ANNIVERSARY Countdown (Count-Up?)

Today is Friday, March 7th, 2014. We were married 986 days ago, on June 25th, 2011.


Wednesday, January 30, 2013

Change, and Pace of Change

I went to a lecture at our school this evening, by a Swiss scholar and landscape architect named Michael Jakob.  Very nicely done, talking about the history of how we understand the natural landscape and how that plays into contemporary ideas and practices in landscape architecture.  (800 years ago, people HATED nature.  Nature had been spoiled twice before, once with the expulsion from Eden and again with the Flood, and wild land was seen as demonic and filled with crazy dragons and serpents.  It wasn't until about 300 years ago that Europeans started to think of nature as beautiful, awe-inspiring places to seek out.  In America, nature has always been seen as a nuisance, the thing that blocks our progress toward the next goal.  Still is, too.  Drill, baby, drill...)

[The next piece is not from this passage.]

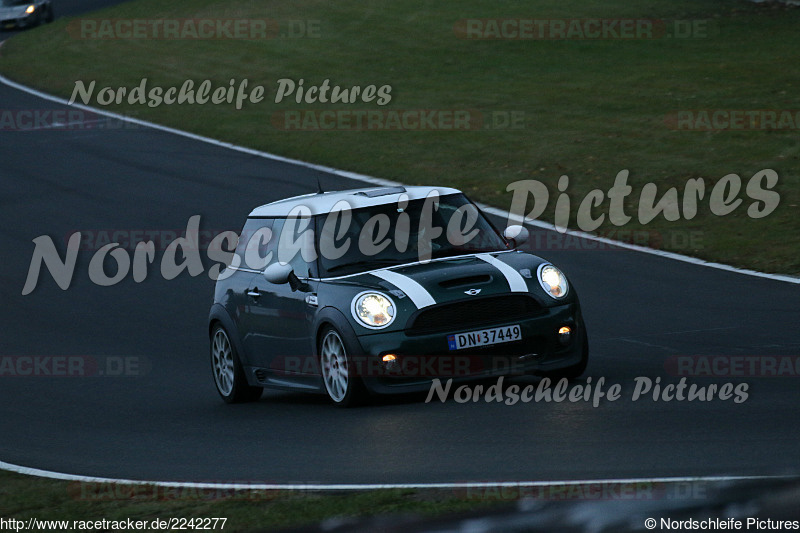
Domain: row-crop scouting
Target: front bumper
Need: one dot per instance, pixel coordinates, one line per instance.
(421, 358)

Anyway, Jakob finished his talk by discussing some of the work that European designers are doing in China, and how a lot of it isn't very good because it isn't slow enough to be able to really understand the physical and cultural landscape.  People are putting up massive buildings, and complexes of buildings, at lightning speed to be able to satisfy investment demands.

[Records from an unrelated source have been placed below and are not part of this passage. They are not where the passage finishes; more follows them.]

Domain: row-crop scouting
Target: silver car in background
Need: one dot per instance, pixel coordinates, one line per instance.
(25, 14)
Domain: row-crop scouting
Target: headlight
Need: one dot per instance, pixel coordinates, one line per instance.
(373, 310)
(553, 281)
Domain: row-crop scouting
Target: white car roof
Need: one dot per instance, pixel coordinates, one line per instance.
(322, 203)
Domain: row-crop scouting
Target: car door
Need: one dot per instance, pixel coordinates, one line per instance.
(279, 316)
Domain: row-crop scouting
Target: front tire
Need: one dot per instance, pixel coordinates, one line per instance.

And that got me thinking.  Nora and I have been talking about this way of understanding the local, and we're both deeply invested in Middletown Springs and its long-term health.  But of course, she's from New York City, and I'm from Michigan-Texas-California-Wisconsin-California-North Carolina-Massachusetts.  We don't have multiple generations in the same cemetery, as they say.  So although we love the place, we're also changing it in some small ways.  In a small community, every person there has some influence on the culture.

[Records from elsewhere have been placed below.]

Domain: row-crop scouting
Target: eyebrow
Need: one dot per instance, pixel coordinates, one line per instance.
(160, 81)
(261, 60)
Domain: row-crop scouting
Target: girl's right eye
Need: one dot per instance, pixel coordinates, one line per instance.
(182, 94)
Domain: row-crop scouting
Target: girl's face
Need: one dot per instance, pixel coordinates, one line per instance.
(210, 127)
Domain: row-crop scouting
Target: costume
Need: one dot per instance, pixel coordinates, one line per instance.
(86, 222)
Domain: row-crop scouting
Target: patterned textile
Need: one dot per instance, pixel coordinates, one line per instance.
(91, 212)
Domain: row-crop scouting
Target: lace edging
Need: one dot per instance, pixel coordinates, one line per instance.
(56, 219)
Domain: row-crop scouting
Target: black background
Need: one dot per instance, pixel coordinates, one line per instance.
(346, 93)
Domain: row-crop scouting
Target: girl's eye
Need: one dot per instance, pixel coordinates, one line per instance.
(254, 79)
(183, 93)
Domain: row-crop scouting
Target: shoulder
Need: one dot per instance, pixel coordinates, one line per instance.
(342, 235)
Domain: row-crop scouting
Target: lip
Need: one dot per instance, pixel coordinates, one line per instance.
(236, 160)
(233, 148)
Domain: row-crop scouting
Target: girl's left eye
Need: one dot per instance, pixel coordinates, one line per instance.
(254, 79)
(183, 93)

That's true of all ecosystems.  There's the plants and animals and geology that "belong there," but of course that's changed gradually over time.  Animals migrate a little differently every year, and they carry seeds and pollen with them, and all of that small, nearly random change very slowly shifts the "natural ecosystem" of the place.  What's more jarring is when something from outside arrives all at once and in massive numbers.  We call that an invasive species.  Kudzu takes over the Southern forests; zebra mussels and alewives change the game fish populations of the Great Lakes; the elm bark beetle spread a fungus that claimed over 100,000,000 elm trees in the US and Canada in just forty years.

International design firms are an invasive species, in their own way, bringing Boston or Houston or Berlin to places where those ideas and forms have never been.  The rest of the world has relatively unpleasant names for the way that we unwittingly influence local cultures:  Coca-colonialization, for instance, or the McWorld.  But ideas and money and people move unfettered now, able to relocate as freely as dandelion seeds, and the McWorld grows unabated.  McDonalds operates in 119 countries, Starbucks in 61, and amazon.com operates everywhere and nowhere, existing only in electrons and cardboard UPS boxes.

As with the movement of plants and animals, it's not change that's harmful, but sudden and massive change.  Back in the 1970s, the citizens of Oregon were concerned that growth could make Portland and Eugene into northern equivalents of Los Angeles and San Jose; the unofficial motto of the state as paraphrased from Governor Tom McCall was "Welcome to Oregon, now go home."  I think we might say the same about massive architecture firms, or fast-food restaurants, or a flood of retirees colonizing a picturesque small town. 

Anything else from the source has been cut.